Die Schwalben und der Star kamen und flogen wieder fort. Rasmus war alt vor den Jahren. Einsam saß er im Hause, das mehr und mehr verfiel. Arm war er, ärmer jetzt als Johanne.
»Du hast keinen Glauben!« sagte sie, »und wenn wir den lieben Gott nicht haben, was haben wir dann! – Du solltest zum Abendmahl gehen!« sagte sie. Du bist seit deiner Einsegnung nicht dagewesen!«
»Ja, was kann das nützen!« sagte er.
»Wenn du das sagst und glaubst, dann laß es nur sein! Unwillige Gäste will der Herr nicht an seinem Tische haben. Denke doch an deine Mutter und an deine Kindheit! Du warst einmal ein guter, frommer Junge. Soll ich dir einen Gesang vorlesen?«
»Was kann das nützen!« sagte er.
»Mich tröstet es immer!« antwortete sie.
»Johanne, du bist wohl unter die Frommen gegangen?« Er sah sie mit matten, müden Augen an.
Und Johanne betete den Gesang, aber nicht aus einem Buch, sie hatte keins, sie wußte ihn auswendig. »Das waren schöne Worte«, sagte er; »aber ich konnte nicht ganz folgen. Mir ist der Kopf so schwer!«
Rasmus war ein alter Mann geworden; aber Else war auch nicht mehr jung, wenn wir von ihr reden sollen; Rasmus redete nie von ihr. Sie war Großmutter; ein kleines, geschwätziges Mädchen war ihre Enkelin; die Kleine spielte mit den anderen Kindern im Dorfe. Rasmus kam, auf seinen Stock gestützt; er stand still, sah dem Spiel der Kinder zu, lächelte ihnen zu, alte Zeiten schimmerten in seine Gedanken hinein. Elses Enkelin zeigte auf ihn. »Dummer Rasmus!« rief sie; die anderen kleinen Mädchen folgten ihrem Bespiel. »Dummer Rasmus!« riefen sie und verfolgten den alten Mann mit Geschrei.
Das war ein grauer, schwerer Tag und dem folgten mehrere solcher Tage; aber nach grauen und schweren Tagen kommt auch wieder ein sonniger Tag.
Es war ein schöner Pfingstmorgen; die Kirche war mit grünen Birkenzweigen geschmückt; es war ein Duft wie im Walde drinnen, und die Sonne schien über die Kirchenstühle hin. Die großen Altarkerzen waren angezündet; es war Abendmahl. Johanne war zwischen den Knienden, aber Rasmus war nicht unter ihnen. Gerade an dem Morgen hatte der liebe Gott ihn zu sich gerufen.

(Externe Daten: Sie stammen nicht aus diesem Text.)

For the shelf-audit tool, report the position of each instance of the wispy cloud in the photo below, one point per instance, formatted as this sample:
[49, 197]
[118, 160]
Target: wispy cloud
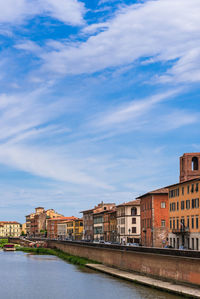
[17, 11]
[170, 37]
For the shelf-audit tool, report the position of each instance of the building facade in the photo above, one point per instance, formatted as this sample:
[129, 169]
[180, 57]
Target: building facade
[98, 219]
[189, 166]
[88, 233]
[184, 214]
[10, 229]
[52, 226]
[71, 229]
[154, 218]
[36, 223]
[128, 222]
[110, 225]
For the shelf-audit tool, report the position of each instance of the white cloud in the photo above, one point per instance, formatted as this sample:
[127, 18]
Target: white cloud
[26, 119]
[46, 163]
[17, 11]
[155, 30]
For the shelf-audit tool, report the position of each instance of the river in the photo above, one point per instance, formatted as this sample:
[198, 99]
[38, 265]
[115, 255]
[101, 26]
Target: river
[27, 276]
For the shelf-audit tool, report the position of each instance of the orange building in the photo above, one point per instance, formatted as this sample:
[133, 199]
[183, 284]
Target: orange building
[36, 222]
[154, 218]
[110, 225]
[184, 212]
[52, 226]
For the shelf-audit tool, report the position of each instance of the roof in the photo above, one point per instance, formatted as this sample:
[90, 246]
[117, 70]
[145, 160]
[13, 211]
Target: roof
[62, 218]
[91, 210]
[191, 154]
[9, 222]
[187, 181]
[157, 191]
[135, 202]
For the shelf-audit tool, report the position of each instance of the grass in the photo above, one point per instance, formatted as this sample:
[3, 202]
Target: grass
[62, 255]
[3, 242]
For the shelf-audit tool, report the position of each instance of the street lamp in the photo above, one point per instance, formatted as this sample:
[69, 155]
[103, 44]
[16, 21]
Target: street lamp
[129, 231]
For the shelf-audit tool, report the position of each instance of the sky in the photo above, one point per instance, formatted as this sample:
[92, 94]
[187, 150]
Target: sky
[98, 100]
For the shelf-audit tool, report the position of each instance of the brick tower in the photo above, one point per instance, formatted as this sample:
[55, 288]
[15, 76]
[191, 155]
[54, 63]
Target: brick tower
[189, 166]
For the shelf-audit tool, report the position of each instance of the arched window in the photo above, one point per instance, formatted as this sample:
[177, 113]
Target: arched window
[195, 163]
[133, 211]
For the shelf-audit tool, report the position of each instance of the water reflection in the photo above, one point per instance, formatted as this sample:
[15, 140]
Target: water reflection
[26, 276]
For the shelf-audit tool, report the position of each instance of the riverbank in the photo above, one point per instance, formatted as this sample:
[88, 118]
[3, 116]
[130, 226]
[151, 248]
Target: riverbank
[3, 242]
[60, 254]
[181, 290]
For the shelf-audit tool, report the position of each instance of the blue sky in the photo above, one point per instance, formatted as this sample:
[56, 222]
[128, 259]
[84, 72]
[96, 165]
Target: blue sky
[98, 99]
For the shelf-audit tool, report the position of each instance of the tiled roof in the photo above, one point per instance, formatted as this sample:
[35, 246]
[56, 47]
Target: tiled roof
[135, 202]
[62, 218]
[91, 210]
[157, 191]
[9, 222]
[187, 181]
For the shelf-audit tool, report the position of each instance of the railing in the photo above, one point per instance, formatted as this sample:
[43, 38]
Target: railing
[182, 230]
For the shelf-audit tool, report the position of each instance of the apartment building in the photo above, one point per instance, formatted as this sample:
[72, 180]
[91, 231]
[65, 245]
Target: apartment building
[184, 211]
[52, 226]
[128, 222]
[88, 233]
[110, 225]
[10, 229]
[36, 223]
[184, 214]
[154, 218]
[98, 219]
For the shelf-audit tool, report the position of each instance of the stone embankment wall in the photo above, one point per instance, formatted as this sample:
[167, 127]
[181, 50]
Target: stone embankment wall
[172, 265]
[175, 268]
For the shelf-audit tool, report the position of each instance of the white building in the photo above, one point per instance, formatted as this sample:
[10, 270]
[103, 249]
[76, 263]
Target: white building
[10, 229]
[128, 222]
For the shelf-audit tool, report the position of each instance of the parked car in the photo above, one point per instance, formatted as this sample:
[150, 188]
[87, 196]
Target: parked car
[182, 247]
[132, 244]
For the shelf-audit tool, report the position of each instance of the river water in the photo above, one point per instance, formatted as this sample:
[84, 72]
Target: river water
[26, 276]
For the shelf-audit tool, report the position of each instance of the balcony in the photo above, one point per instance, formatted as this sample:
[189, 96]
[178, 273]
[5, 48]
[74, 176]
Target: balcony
[182, 230]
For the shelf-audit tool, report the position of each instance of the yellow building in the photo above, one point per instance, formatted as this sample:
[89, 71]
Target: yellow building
[71, 229]
[78, 229]
[10, 229]
[24, 228]
[184, 214]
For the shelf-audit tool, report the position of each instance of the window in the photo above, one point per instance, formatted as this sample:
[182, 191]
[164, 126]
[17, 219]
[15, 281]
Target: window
[195, 164]
[197, 203]
[134, 211]
[133, 230]
[193, 203]
[182, 205]
[197, 222]
[173, 206]
[163, 205]
[133, 220]
[122, 230]
[187, 204]
[192, 222]
[163, 223]
[177, 223]
[192, 188]
[188, 221]
[122, 220]
[188, 189]
[173, 223]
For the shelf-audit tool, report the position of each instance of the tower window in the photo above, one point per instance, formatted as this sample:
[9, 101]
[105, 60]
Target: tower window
[195, 164]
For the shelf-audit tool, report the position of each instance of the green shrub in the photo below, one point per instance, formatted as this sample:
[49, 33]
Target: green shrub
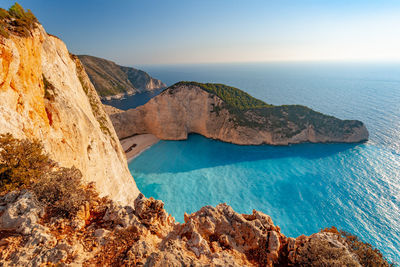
[49, 89]
[21, 162]
[16, 20]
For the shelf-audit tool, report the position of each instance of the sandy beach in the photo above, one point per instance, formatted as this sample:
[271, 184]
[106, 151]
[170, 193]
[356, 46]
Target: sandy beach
[135, 145]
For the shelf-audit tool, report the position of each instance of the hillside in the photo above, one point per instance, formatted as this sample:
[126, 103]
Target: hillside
[47, 95]
[228, 114]
[67, 197]
[112, 80]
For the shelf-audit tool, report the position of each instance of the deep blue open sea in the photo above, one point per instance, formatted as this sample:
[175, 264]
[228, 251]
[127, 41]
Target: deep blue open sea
[304, 188]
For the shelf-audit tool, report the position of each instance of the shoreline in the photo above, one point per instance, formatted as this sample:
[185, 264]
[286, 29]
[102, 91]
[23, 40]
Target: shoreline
[133, 146]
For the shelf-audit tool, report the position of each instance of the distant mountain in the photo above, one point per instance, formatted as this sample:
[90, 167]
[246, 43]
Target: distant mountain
[115, 81]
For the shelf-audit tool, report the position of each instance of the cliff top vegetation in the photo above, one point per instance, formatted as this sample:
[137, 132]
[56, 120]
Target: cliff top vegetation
[233, 97]
[16, 20]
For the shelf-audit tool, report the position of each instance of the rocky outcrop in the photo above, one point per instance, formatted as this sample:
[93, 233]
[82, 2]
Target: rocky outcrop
[145, 235]
[187, 108]
[113, 81]
[46, 95]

Bei Gott ist Gnade und Barmherzigkeit.
Viele Jahre sind seitdem vergangen; das Haus des Schneiders steht noch da, aber niemand wohnt dort; der erste Nachtsturm kann es umwerfen. Der Teich ist mit Schilf und Bitterklee überwuchert. Der Wind saust in dem alten Baum, es ist, als hörte man ein Lied; der Wind singt es, der Baum erzählt es; verstehst du es nicht, dann frage die alte Johanne im Armenhaus.
Sie lebt dort, sie singt ihren Gesang, denselben, den sie Rasmus vorgesungen hat; sie denkt an ihn, sie betet zu dem lieben Gott für ihn, die treue Seele. Sie kann erzählen von der Zeit, die verging, und von den Erinnerungen, die in dem alten Baum sausen.